The study has some limitations. The group of individuals with GRIN2A variants was primarily identified through genetic testing for childhood neurological conditions like epilepsy. This approach may have biased the sample toward more severe cases and could mean the prevalence of isolated mental disorders caused by these variants is underestimated in the wider population. The information on mental health was also collected retrospectively, which can be less precise than data collected in a forward-looking, or prospective, manner.
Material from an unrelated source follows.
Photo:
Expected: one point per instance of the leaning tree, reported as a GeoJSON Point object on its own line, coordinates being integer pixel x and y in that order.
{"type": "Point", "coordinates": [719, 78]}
Finally, the positive results from L-serine treatment are based on a very small number of cases and were not part of a randomized, placebo-controlled trial, which is the standard for proving a treatment’s effectiveness.
Future research will need to confirm these findings in larger and more diverse populations. A formal clinical trial would be required to establish whether L-serine is a genuinely effective therapy for the psychiatric symptoms associated with GRIN2A null variants. The study’s results may also encourage a re-evaluation of the role of genetic testing in psychiatry. If single genes can confer such a high risk for early-onset mental illness, genetic diagnosis could become a more common tool, potentially paving the way for targeted, personalized treatments.
The study, “GRIN2A null variants confer a high risk for early-onset schizophrenia and other mental disorders and potentially enable precision therapy,” was authored by Johannes R. Lemke, Andrea Eoli, Ilona Krey, Bernt Popp, Vincent Strehlow, Dirk A. Wittekind, Anna-Leena Vuorinen, Hesham M. Aldhalaan, Sarah Baer, Anne de Saint Martin, Trine B. Hammer, Isabella Herman, Frauke Hornemann, Trine Ingebrigtsen, Damien Lederer, Gaetan Lesca, Dana Marafie, Mikael Mathot, Jill A. Rosenfeld, Rikke S. Møller, Helenius J. Schelhaas, Chelsey Stillman, Alessandro Orsini, Anup D. Patel, Juliette Piard, Pierangelo Veggiotti, Danique R. M. Vlaskamp, Sarah Weckhuysen, Stephen F. Traynelis, Tim A. Benke, Henrike O. Heyne, and Steffen Syrbe.